Supported Models

alembica supports a variety of AI models from leading providers including OpenAI, GoogleAI, Cohere, Anthropic, DeepSeek, Perplexity, AWS Bedrock, Azure AI, Vertex AI, and self-hosted OpenAI-compatible endpoints.

The table below provides an overview of all supported models, organized by provider. For each model, you can find its maximum input token capacity and the cost per million input tokens. This information helps you select the appropriate model based on your context length requirements and budget considerations.

Each model has specific limits for input size and costs, as summarized below. Cloud and self-hosted providers use custom model IDs, and costs are not computed by alembica for those providers.

Self-Hosted (OpenAI-Compatible)

Local endpoints such as Ollama, vLLM, LM Studio, or LocalAI are supported via the SelfHosted provider. Model IDs and limits are defined by your local runtime, and costs are not computed.

OpenAI

Model Maximum Input Tokens Cost of 1M Input Tokens
GPT-5.2 400,000 $1.75
GPT-5.1 400,000 $1.25
GPT-5 400,000 $1.25
GPT-5 Mini 128,000 $0.25
GPT-5 Nano 128,000 $0.05
o4 Mini 200,000 $1.10
o3 Mini 200,000 $1.10
o3 200,000 $2.00
o1 Mini 128,000 $1.10
o1 200,000 $15.00
GPT-4.1 Nano 1,000,000 $0.10
GPT-4.1 Mini 1,000,000 $0.40
GPT-4.1 1,000,000 $2.00
GPT-4o Mini 128,000 $0.15
GPT-4o 128,000 $2.50
GPT-4 Turbo 128,000 $10.00
GPT-3.5 Turbo 16,385 $0.50

Anthropic

Model Maximum Input Tokens Cost of 1M Input Tokens
Claude 4.5 Opus 200,000 $15.00
Claude 4.5 Sonnet 200,000 $3.00
Claude 4.5 Haiku 200,000 $1.00
Claude 4.0 Opus 200,000 $15.00
Claude 4.0 Sonnet 200,000 $3.00
Claude 3.7 Sonnet 200,000 $3.00
Claude 3.5 Haiku 200,000 $0.80
Claude 3 Opus 200,000 $15.00
Claude 3.5 Sonnet 200,000 $3.00
Claude 3 Haiku 200,000 $0.25

Cohere

Model Maximum Input Tokens Cost of 1M Input Tokens
Command A 256,000 $2.5
Command A Reasoning 256,000 Free (preview)
Command R+ 128,000 $2.50
Command R7B 128,000 $0.0375
Command R, August 2024 128,000 $0.15
Command R 128,000 $0.15
Command Light 4,096 $0.30
Command 4,096 $1.00

Perplexity

Perplexity Sonar models with real-time web search capabilities. OpenAI-compatible API.

Model Maximum Input Tokens Cost of 1M Input Tokens
Sonar 128,000 $1.00
Sonar Pro 128,000 $3.00
Sonar Reasoning Pro 128,000 $2.00
Sonar Deep Research 128,000 $2.00

DeepSeek

DeepSeek V3.2 models feature automatic context caching. Cache hit rate: $0.028/M tokens (90% cheaper). Cache miss rate shown below.

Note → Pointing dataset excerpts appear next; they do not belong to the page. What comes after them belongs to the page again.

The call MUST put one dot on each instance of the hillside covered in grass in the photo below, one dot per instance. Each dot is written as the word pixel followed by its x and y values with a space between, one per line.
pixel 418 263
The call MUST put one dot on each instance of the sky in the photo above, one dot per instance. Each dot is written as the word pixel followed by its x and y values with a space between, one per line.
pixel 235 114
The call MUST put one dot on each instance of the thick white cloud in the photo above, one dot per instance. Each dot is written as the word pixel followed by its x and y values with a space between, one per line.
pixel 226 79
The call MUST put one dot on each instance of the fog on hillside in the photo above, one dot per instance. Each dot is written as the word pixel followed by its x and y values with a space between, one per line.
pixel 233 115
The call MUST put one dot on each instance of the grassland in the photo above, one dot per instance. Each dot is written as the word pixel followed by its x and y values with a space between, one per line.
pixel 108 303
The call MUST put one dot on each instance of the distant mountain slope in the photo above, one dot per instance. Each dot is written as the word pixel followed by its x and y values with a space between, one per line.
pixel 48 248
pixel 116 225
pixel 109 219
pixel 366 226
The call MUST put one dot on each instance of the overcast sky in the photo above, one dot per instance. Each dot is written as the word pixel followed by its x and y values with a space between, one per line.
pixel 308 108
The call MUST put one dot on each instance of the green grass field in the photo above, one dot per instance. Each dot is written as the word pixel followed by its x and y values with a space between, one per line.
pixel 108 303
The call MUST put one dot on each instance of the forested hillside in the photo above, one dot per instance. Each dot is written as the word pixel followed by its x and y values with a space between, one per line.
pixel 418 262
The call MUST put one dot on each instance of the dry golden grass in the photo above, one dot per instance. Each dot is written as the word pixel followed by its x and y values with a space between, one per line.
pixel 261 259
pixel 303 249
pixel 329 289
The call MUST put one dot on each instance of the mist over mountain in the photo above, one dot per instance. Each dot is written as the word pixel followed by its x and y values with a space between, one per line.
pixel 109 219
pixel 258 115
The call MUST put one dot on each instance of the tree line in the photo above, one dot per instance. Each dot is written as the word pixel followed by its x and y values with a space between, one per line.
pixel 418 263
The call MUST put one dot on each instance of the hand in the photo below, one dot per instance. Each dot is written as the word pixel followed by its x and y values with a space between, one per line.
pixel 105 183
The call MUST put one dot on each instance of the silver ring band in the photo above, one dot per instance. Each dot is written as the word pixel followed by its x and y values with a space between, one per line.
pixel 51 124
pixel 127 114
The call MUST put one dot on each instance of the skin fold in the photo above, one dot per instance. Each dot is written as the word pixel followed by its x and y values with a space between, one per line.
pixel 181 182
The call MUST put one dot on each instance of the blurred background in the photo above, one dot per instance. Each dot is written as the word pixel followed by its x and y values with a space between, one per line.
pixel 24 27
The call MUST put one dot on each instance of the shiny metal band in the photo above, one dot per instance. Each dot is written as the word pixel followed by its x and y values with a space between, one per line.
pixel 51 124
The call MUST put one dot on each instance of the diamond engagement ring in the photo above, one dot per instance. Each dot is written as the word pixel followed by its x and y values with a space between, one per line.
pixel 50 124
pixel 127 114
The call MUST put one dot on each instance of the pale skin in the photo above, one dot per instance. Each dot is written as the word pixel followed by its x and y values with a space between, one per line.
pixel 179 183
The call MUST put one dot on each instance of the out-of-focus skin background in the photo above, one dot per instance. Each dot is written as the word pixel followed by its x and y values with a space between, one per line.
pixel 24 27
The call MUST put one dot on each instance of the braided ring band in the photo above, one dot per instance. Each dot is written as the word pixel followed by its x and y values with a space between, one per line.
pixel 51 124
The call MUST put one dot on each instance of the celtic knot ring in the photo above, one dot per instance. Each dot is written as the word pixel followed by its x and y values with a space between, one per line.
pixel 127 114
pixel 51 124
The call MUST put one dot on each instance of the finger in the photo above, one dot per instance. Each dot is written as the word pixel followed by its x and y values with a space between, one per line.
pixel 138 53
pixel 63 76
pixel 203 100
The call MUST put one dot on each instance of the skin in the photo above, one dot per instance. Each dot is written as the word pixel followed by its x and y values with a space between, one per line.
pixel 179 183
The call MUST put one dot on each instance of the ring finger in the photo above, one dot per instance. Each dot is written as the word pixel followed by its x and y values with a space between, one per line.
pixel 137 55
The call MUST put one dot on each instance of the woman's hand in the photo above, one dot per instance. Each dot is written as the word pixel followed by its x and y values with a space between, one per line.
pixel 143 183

Maximum output: 8K for chat, 64K for reasoner.

Model Maximum Input Tokens Cost of 1M Input Tokens
DeepSeek-V3.2-Chat 128,000 $0.28 (cache miss)
DeepSeek-V3.2-Reasoner 128,000 $0.28 (cache miss)

GoogleAI

Model Maximum Input Tokens Cost of 1M Input Tokens
Gemini 3 Pro Preview 1,048,576 $2.00 (≤200k), $4.00 (>200k)
Gemini 3 Flash Preview 1,048,576 $0.50
Gemini 2.5 Pro 1,048,576 $1.25 (≤200k), $2.50 (>200k)
Gemini 2.5 Flash 1,048,576 $0.30
Gemini 2.5 Flash-Lite 1,048,576 $0.10
Gemini 2.0 Flash Lite 1,048,576 $0.075
Gemini 2.0 Flash 1,048,576 $0.10
Gemini 1.5 Flash 1,048,576 $0.15
Gemini 1.5 Pro 2,097,152 $2.50
Gemini 1.0 Pro (deprecated) 32,760 $0.50

AWS Bedrock (Llama and other models)

AWS Bedrock models are addressed by their Bedrock model IDs. Costs and context limits vary by model and are not tracked by alembica.

Azure AI (Azure OpenAI / Model Catalog)

Azure deployments are addressed by your deployment name in the model field. Costs and limits vary by deployment and are not tracked by alembica.

Vertex AI (Model Garden)

Vertex AI models are addressed by their model IDs in the Model Garden. Costs and context limits vary by model and are not tracked by alembica.